Projects
Ongoing Projects
Prediction and validation using PERSARC (PERsonalized SARcoma Care)
The PERSARC app represents an informative support tool for the dynamic prediction of overall survival (OS) and local recurrence (LR) in high-grade Soft-Tissue Sarcomas of the extremity (eSTS), using patient-, tumour- and treatment-related characteristics. It is currently used by many physicians in their daily practice to assess a more realistic prognosis of expected recurrence rates and life expectancy, improving their clinical-based predictive capability. Furthermore, given its established validity, it can serve as a tool for the validation and comparison of new models for OS and/or LR in eSTS.
Multistate cure analysis
The aim of this project is to develop a more generalized and user-friendly algorithm to fit a multistate cure model, on top of the current framework of multistate model and mixture cure model. The proposed algorithm will be applied on a study of childhood osteosarcoma as an example.
Evaluating MUTARS® mega-endoprostheses
The aim of this project is to perform a qualitative evaluation of MUTARS® mega-endoprostheses survival in patients with extensive bone defects, describing failure types, mechanical/non-mechanical complications (according to the Henderson classification), and risk factors for complications.
Acute Kidney Injury in paediatric cancer patients
This project focuses on investigating (i) the applicability of non-invasive biomarkers to identify early Acute Kidney Injury (AKI) in paediatric cancer patients, and (ii) the impact of continuous renal replacement therapy on both short- and long-term outcomes among these children and factors that influence these outcomes.
The CATERPILLAR study
The aim of this project is to increase the quality of life of pediatric oncology patients by reducing the rate of central line-associated bloodstream infections with the use of TauroLock-Hep100, a lock solution with antimicrobial and anticoagulant properties.
Prediction models with survival data: Machine Learning vs Cox model
The aim of this project is on characterizing the model behaviour and measuring the model performance of various machine-learning methods in predicting osteosarcoma survival. In addition, various extensions of the traditional Cox proportional hazards model are investigated.
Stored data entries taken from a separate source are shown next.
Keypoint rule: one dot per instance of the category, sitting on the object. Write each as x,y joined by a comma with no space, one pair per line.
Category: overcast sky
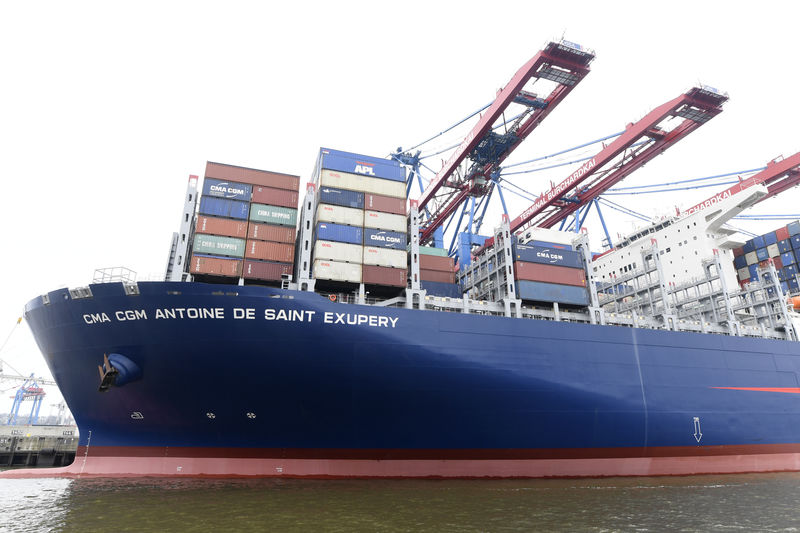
106,111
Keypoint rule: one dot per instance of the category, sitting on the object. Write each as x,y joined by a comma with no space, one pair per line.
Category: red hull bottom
137,465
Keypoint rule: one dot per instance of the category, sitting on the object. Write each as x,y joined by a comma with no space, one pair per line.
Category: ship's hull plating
238,381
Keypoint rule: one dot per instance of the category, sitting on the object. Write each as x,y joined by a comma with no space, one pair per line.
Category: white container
355,182
338,251
385,257
340,215
744,274
337,271
773,251
378,220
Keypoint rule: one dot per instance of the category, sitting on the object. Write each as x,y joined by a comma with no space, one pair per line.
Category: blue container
546,244
362,164
327,231
552,292
220,207
384,239
345,198
547,256
227,189
437,288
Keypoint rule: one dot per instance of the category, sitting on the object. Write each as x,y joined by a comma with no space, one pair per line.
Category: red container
272,196
550,274
221,226
269,251
384,204
215,266
265,270
374,275
268,232
252,176
436,262
437,275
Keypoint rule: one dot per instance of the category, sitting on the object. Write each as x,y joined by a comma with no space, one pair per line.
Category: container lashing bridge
468,171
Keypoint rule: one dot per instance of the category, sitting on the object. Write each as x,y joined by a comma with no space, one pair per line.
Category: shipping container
271,232
273,196
539,254
362,164
227,189
385,257
743,274
270,251
337,271
339,233
215,266
552,292
265,270
435,288
345,198
340,215
216,245
549,274
390,221
772,250
283,216
384,239
385,204
227,227
437,275
252,176
437,262
338,251
221,207
381,275
353,182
The DRUP (Drug Rediscovery Protocol) study
The aim of this project is to elaborate the use of statistical methods within the long-standing DRUP trial. First, the pooling of information across the different cohorts will be investigated to better analyze the effectiveness of targeted therapy in DRUP. Secondly, the absence of a control group shall be addressed by examining the application of survival models with historical data.
The SCOPES study
The aim of the KWF-funded study is to compare the wound healing complication rates and local control between the two different treatment schedules in soft tissue sarcomas, as well as the treatment-related burden for patients and the cost-effectiveness of the two regimens.
The PRIME-ROSE study
The aim of PRIME-ROSE is to enable cross-border data sharing by combining the data from DRUP-like trials in Europe. First, it builds synthetic randomized trials resembling a randomized control trial to evaluate clinical benefit. Second, the project plans to design and conduct pragmatic clinical trials, provide implementation data, effectively involve patients, focus on multi-stakeholder collaboration and continuous knowledge transfer and training of DRUP-like trials.